侯格型X连锁综合征性智力发育障碍(MRXSHG)涵盖一系列神经发育障碍,其特征为智力残疾(ID)、语言/言语发育迟缓、注意力问题和癫痫。这些病症源于半合子或杂合子缺失以及点突变,影响位于Xp22.12的CNKSR2基因。CNKSR2,也称为CNK2或MAGUIN,在中枢神经系统的神经元突触后致密区(PSD)中作为突触支架分子发挥作用。它通过利用对突触信号传导和蛋白质 - 蛋白质相互作用至关重要的多个功能域,充当连接突触后结构蛋白(如PSD95和S - SCAM)的纽带。CNKSR2主要在树突中表达,对海马神经元的树突棘形态发生至关重要。其功能丧失变体导致PSD大小减小和海马发育受损,影响包括神经元增殖、迁移和突触形成在内的过程。我们报告了15例患者,其中3例来自中东和北非(MENA)地区,该地区尚无CNKSR2突变的记录。

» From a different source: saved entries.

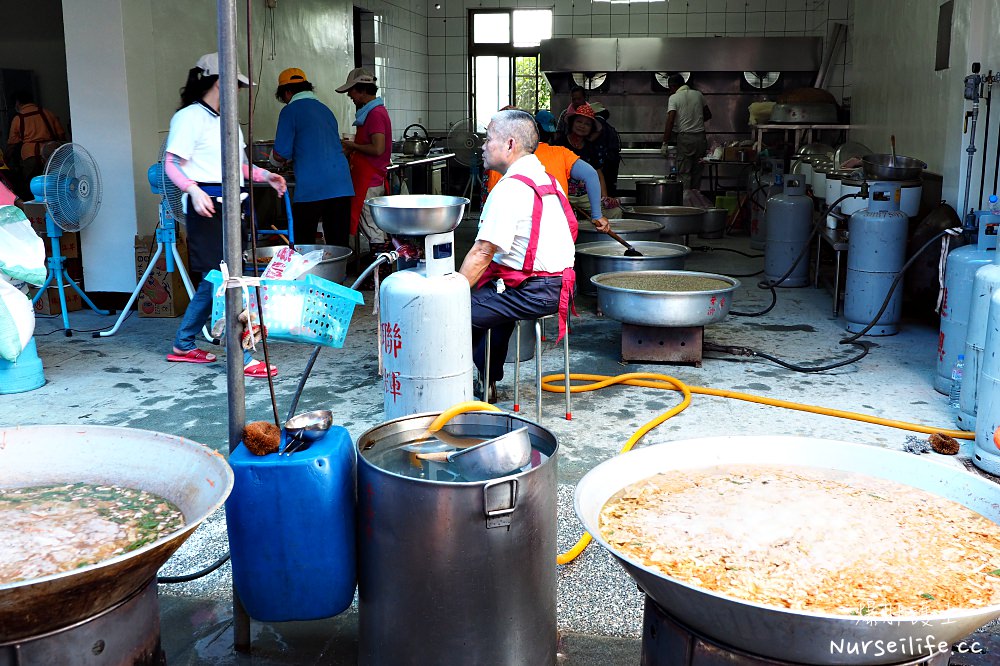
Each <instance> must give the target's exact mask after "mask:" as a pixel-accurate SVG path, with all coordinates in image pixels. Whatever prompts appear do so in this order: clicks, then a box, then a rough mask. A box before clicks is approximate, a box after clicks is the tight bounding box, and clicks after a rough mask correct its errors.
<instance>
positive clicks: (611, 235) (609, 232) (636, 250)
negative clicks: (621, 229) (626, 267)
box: [608, 229, 642, 257]
mask: <svg viewBox="0 0 1000 666" xmlns="http://www.w3.org/2000/svg"><path fill="white" fill-rule="evenodd" d="M608 235H609V236H611V237H612V238H614V239H615V240H616V241H618V242H619V243H621V244H622V245H624V246H625V248H626V249H625V256H626V257H641V256H642V252H639V250H637V249H635V248H634V247H632V246H631V245H630V244H629V242H628V241H627V240H625V239H624V238H622V237H621V236H619V235H618V234H616V233H615V232H613V231H611V229H608Z"/></svg>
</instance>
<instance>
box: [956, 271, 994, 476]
mask: <svg viewBox="0 0 1000 666" xmlns="http://www.w3.org/2000/svg"><path fill="white" fill-rule="evenodd" d="M994 254H996V253H994ZM993 267H995V265H994V264H991V265H989V266H984V267H983V268H981V269H979V270H986V269H987V268H993ZM997 345H1000V289H997V290H995V291H994V292H993V294H992V296H990V299H989V314H988V316H987V322H986V347H985V348H986V349H988V350H990V351H989V352H987V353H981V355H980V360H979V362H980V366H979V367H980V373H979V380H978V381H977V383H976V386H977V391H976V393H977V398H978V403H979V404H978V409H977V412H976V420H975V429H976V448H975V451H973V454H972V462H973V463H974V464H975V465H976V467H978V468H979V469H982V470H984V471H986V472H989V473H990V474H997V475H1000V448H998V447H1000V444H997V441H1000V436H998V435H997V427H998V426H1000V354H997V353H996V350H997ZM962 378H963V380H964V378H965V375H964V374H963V375H962ZM965 386H966V383H965V381H963V382H962V392H963V393H964V392H965Z"/></svg>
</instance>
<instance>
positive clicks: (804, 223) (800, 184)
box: [764, 174, 813, 287]
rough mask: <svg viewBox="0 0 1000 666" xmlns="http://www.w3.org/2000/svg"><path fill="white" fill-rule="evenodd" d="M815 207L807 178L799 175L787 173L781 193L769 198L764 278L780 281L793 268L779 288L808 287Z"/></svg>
mask: <svg viewBox="0 0 1000 666" xmlns="http://www.w3.org/2000/svg"><path fill="white" fill-rule="evenodd" d="M812 206H813V203H812V199H811V198H810V197H808V196H806V185H805V181H804V180H802V176H799V175H795V174H787V175H786V176H785V179H784V189H783V190H782V192H781V194H777V195H774V196H772V197H770V198H769V199H768V200H767V225H766V229H765V234H766V239H767V240H766V243H765V247H764V277H765V278H767V279H768V280H769V281H770V282H777V280H779V279H780V278H781V277H783V276H784V275H785V273H788V272H789V271H791V273H789V275H788V277H787V278H785V280H784V281H783V282H781V283H779V284H775V285H774V286H776V287H804V286H805V285H806V284H808V283H809V257H807V256H803V255H804V253H805V251H806V248H807V247H808V246H809V241H810V239H811V238H812ZM796 260H798V263H796ZM793 265H794V268H792V267H793Z"/></svg>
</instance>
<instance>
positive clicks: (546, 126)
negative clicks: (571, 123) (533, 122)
mask: <svg viewBox="0 0 1000 666" xmlns="http://www.w3.org/2000/svg"><path fill="white" fill-rule="evenodd" d="M535 122H537V123H538V126H539V127H541V128H542V131H543V132H555V131H556V117H555V116H554V115H552V112H551V111H547V110H546V109H542V110H541V111H539V112H538V113H536V114H535Z"/></svg>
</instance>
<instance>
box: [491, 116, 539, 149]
mask: <svg viewBox="0 0 1000 666" xmlns="http://www.w3.org/2000/svg"><path fill="white" fill-rule="evenodd" d="M490 121H491V122H492V123H493V132H494V133H495V134H496V136H497V138H499V139H501V140H504V141H506V140H507V139H514V142H515V143H517V145H518V146H520V147H521V149H522V150H524V151H525V152H527V153H534V152H535V149H536V148H538V127H537V126H536V125H535V119H534V118H533V117H532V116H531V114H530V113H528V112H526V111H521V110H520V109H508V110H507V111H498V112H497V113H495V114H493V117H492V118H490Z"/></svg>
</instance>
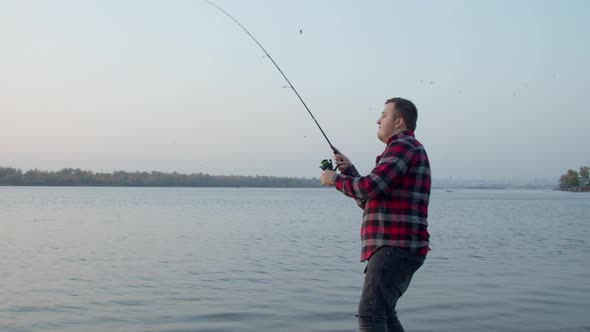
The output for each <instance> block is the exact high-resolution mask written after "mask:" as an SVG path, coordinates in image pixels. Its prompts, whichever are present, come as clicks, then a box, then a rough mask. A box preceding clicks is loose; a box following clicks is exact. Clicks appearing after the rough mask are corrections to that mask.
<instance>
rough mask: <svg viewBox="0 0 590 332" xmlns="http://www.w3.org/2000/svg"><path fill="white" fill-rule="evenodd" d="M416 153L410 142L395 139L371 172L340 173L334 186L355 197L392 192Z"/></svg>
mask: <svg viewBox="0 0 590 332" xmlns="http://www.w3.org/2000/svg"><path fill="white" fill-rule="evenodd" d="M414 153H415V152H414V148H413V146H412V145H411V144H410V143H408V142H403V141H394V142H392V143H391V144H390V145H389V146H388V147H387V149H386V150H385V152H384V153H383V155H382V156H381V159H380V160H379V162H378V163H377V166H375V168H373V170H372V171H371V173H369V174H368V175H366V176H348V175H343V174H339V175H338V176H337V177H336V179H335V181H334V186H335V187H336V189H338V190H339V191H341V192H342V193H343V194H345V195H346V196H349V197H352V198H355V199H364V200H367V199H371V198H373V197H375V196H379V195H382V194H387V193H390V192H391V191H392V190H393V189H394V188H395V187H397V185H398V184H399V182H400V180H401V178H402V177H403V175H404V174H405V173H406V172H407V171H408V168H409V167H410V164H411V162H412V159H413V157H414ZM357 173H358V172H357Z"/></svg>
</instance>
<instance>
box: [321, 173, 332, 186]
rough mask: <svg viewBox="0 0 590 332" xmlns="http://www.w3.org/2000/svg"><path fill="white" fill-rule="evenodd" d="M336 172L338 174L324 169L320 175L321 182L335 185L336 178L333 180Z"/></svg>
mask: <svg viewBox="0 0 590 332" xmlns="http://www.w3.org/2000/svg"><path fill="white" fill-rule="evenodd" d="M334 174H336V172H334V171H323V172H322V175H321V176H320V183H321V184H322V186H333V185H334V180H332V177H333V176H334Z"/></svg>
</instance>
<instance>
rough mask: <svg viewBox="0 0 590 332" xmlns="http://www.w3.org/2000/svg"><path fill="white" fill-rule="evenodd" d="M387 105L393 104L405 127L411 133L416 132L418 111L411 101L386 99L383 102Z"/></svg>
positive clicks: (397, 99) (396, 98) (395, 97)
mask: <svg viewBox="0 0 590 332" xmlns="http://www.w3.org/2000/svg"><path fill="white" fill-rule="evenodd" d="M389 103H393V104H394V105H393V106H394V109H396V110H397V112H398V113H399V115H400V116H401V117H402V119H404V123H405V124H406V127H408V129H409V130H411V131H414V130H416V122H417V121H418V109H417V108H416V105H414V103H412V102H411V101H409V100H407V99H404V98H400V97H395V98H391V99H387V100H386V101H385V105H387V104H389Z"/></svg>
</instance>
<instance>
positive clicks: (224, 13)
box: [206, 0, 340, 170]
mask: <svg viewBox="0 0 590 332" xmlns="http://www.w3.org/2000/svg"><path fill="white" fill-rule="evenodd" d="M206 1H207V2H208V3H209V4H210V5H211V6H213V7H215V8H217V9H219V11H221V12H222V13H224V14H225V15H226V16H227V17H229V18H230V19H231V20H232V21H234V22H235V23H236V24H237V25H238V26H239V27H240V28H242V30H244V31H245V32H246V34H247V35H248V36H250V38H252V40H253V41H254V42H255V43H256V45H258V47H260V49H261V50H262V51H263V52H264V54H266V56H267V57H268V58H269V59H270V61H271V62H272V64H273V65H275V67H276V68H277V70H278V71H279V73H281V75H283V78H285V81H287V83H288V84H289V87H290V88H291V89H292V90H293V92H295V94H296V95H297V98H299V100H300V101H301V103H302V104H303V106H304V107H305V109H306V110H307V113H309V115H310V116H311V118H312V119H313V121H314V122H315V124H316V125H317V126H318V128H319V129H320V131H321V132H322V135H324V138H325V139H326V141H327V142H328V145H330V148H331V149H332V151H333V152H334V154H338V153H340V151H338V149H336V148H335V147H334V146H333V145H332V143H331V142H330V140H329V139H328V136H326V133H325V132H324V130H323V129H322V127H321V126H320V124H319V123H318V121H317V120H316V119H315V117H314V116H313V114H312V113H311V111H310V110H309V107H307V104H306V103H305V101H303V98H301V96H300V95H299V92H297V89H295V87H294V86H293V84H291V81H289V79H288V78H287V75H285V73H283V71H282V70H281V67H279V65H278V64H277V63H276V62H275V60H274V59H273V58H272V57H271V56H270V54H268V52H267V51H266V49H265V48H264V47H263V46H262V45H261V44H260V43H259V42H258V40H256V38H254V36H253V35H252V34H251V33H250V31H248V29H246V28H245V27H244V26H243V25H242V24H241V23H240V22H238V20H236V19H235V18H234V17H233V16H231V15H230V14H229V13H228V12H227V11H225V10H224V9H223V8H221V7H219V6H218V5H216V4H215V3H213V2H211V1H209V0H206ZM328 167H329V169H330V170H331V169H332V161H331V160H329V159H328V160H323V161H322V163H321V166H320V168H321V169H323V170H326V169H328Z"/></svg>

每个个体都表现出独特的临床表现,包括发育迟缓、ID、语言/言语发育迟缓、癫痫和自闭症。基因分析在CNKSR2中发现了14种不同的变体,包括5种无义变体、3种移码变体、2种剪接变体和4种错义变体,其中13种是新发现的。ACMG指南一致将这15例个体中的14种变体解释为致病性的,突出了这些CNKSR2基因改变的有害影响,并证实了MRXSHG的分子诊断。重要的是,Ser767Phe和Ala827Pro变体可能导致蛋白酶体降解或PSD大小减小,导致神经发育表型。此外,这两个氨基酸以及另外两个受4种错义变体影响的氨基酸在9种脊椎动物物种中表现出完全保守性,阐明了它们在该基因功能中的关键作用。我们的研究揭示了独特的新数字和脑表型,包括指尖尖锐(指尖胎儿垫)骈指、手指变细和海马萎缩。MRXSHG中的这些新临床特征与13种新变体相结合,扩展了与CNKSR2突变相关的MRXSHG的表型和基因型谱。